I think I've got this all sorted out so a user can upload and display their 23andMe data.

Very cool! Integrating 23AndMe into Ideogram's dataflow scripts would be a great addition, if you have a PR in mind.

I've done something somewhat similar for AncestryDNA raw data in analyze_ancestrydna.py. (Though please note that the ClinVar integration is not reliable, not official and basically has been for my personal experimentation.)

awatson1978 commented 7 years ago

Hmmm.... going to have to think through this, and consult with my professor. I may have overstated having gotten the 23andMe data completely working.

I definitely got a .bed file loaded into it, and have effectively defined a genomics test panel:

screen shot 2017-03-06 at 2 27 07 am

Now I need to use this to scan the 23andMe results. Exciting stuff!

eweitz commented 7 years ago

Awesome! It sounds like you are well on your way.

One thing to note: 23andMe uses GRCh37, the previous major version of the human reference genome assembly.

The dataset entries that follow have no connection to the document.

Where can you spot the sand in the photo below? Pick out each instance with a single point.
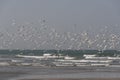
(75, 79)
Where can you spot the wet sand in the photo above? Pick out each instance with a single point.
(59, 73)
(76, 79)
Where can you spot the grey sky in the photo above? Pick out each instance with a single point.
(63, 15)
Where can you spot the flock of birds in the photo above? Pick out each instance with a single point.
(45, 37)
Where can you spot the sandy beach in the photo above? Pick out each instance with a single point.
(77, 79)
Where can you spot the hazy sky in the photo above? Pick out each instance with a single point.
(63, 15)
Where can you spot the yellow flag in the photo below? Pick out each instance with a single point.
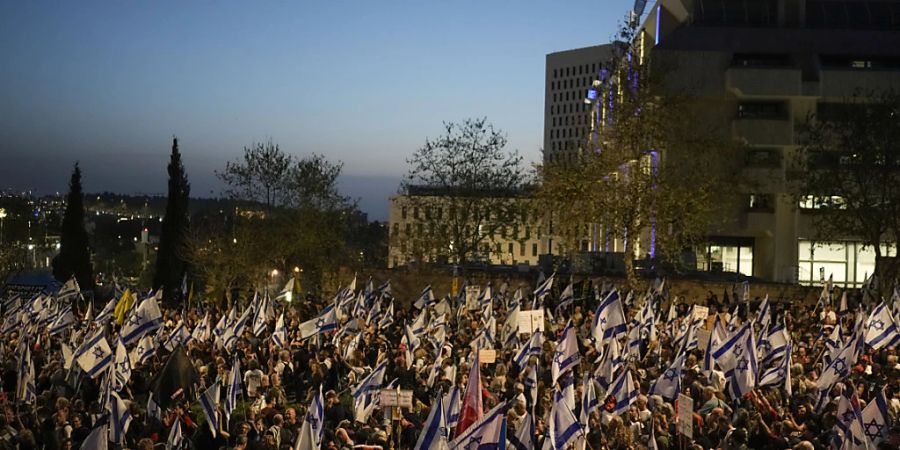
(124, 305)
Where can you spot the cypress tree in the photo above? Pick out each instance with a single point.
(170, 263)
(74, 256)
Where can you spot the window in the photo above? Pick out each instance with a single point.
(761, 203)
(822, 202)
(760, 60)
(763, 157)
(762, 110)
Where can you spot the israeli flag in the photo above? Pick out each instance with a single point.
(743, 375)
(623, 392)
(178, 336)
(311, 432)
(875, 419)
(201, 331)
(388, 318)
(849, 429)
(452, 401)
(69, 289)
(589, 403)
(120, 418)
(209, 402)
(610, 363)
(779, 375)
(175, 437)
(145, 350)
(260, 319)
(542, 291)
(609, 320)
(279, 337)
(236, 330)
(95, 355)
(232, 388)
(563, 428)
(532, 347)
(143, 319)
(98, 439)
(566, 298)
(222, 324)
(726, 354)
(668, 385)
(426, 298)
(27, 387)
(881, 329)
(773, 344)
(123, 367)
(327, 321)
(372, 382)
(566, 355)
(523, 439)
(486, 433)
(434, 433)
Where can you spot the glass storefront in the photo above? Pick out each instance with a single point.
(848, 262)
(731, 255)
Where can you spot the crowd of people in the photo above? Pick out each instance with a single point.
(667, 374)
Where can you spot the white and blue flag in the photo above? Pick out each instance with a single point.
(609, 320)
(94, 355)
(327, 321)
(279, 337)
(623, 391)
(119, 417)
(881, 329)
(209, 402)
(143, 319)
(486, 433)
(232, 388)
(434, 431)
(566, 355)
(668, 385)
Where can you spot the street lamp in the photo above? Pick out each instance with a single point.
(2, 216)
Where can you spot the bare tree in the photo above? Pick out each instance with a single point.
(466, 188)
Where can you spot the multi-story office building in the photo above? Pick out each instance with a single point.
(777, 62)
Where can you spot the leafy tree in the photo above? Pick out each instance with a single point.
(171, 264)
(74, 258)
(653, 165)
(262, 175)
(299, 220)
(850, 171)
(467, 189)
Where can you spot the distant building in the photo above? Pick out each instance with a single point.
(777, 61)
(412, 237)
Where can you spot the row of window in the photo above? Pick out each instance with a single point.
(583, 69)
(569, 108)
(569, 133)
(574, 83)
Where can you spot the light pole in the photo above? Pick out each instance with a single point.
(2, 216)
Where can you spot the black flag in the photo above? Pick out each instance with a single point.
(177, 379)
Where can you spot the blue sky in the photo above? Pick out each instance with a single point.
(363, 82)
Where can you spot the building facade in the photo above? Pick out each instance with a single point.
(778, 62)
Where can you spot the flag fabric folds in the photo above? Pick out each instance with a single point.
(472, 409)
(209, 402)
(434, 431)
(144, 319)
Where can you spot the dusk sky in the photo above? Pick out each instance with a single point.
(363, 82)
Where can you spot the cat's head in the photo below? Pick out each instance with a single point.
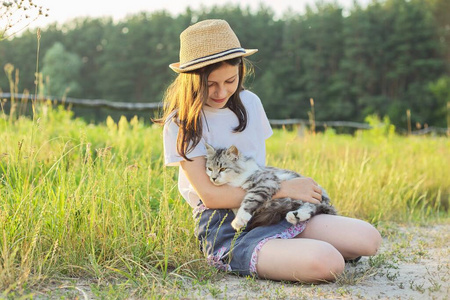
(222, 164)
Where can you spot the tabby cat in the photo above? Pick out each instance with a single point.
(229, 166)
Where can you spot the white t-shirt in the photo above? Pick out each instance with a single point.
(218, 132)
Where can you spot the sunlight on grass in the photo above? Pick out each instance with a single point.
(95, 201)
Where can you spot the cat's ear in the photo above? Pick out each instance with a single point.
(209, 149)
(233, 151)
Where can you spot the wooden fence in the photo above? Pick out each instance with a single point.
(151, 106)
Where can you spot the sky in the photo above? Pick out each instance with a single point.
(62, 11)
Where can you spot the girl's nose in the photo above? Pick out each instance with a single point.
(220, 92)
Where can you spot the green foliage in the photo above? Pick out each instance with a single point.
(95, 201)
(380, 128)
(61, 71)
(379, 59)
(441, 91)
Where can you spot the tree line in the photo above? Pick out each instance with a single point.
(386, 58)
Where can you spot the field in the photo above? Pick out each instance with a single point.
(95, 204)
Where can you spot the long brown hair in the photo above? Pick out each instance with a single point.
(184, 100)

However, Ideogram defaults to GRCh38, the current major version of the human reference genome. GRCh37 and GRCh38 need to be distinguished because the chromosomes are of different lengths between the two versions; genomic coordinates in GRCh37 are not equivalent to those in GRCh38.

So, if you're not already doing so, you'll likely want to specify assembly: "GRCh37" in the Ideogram configuration, as done in e.g. ancestry_tracks.html.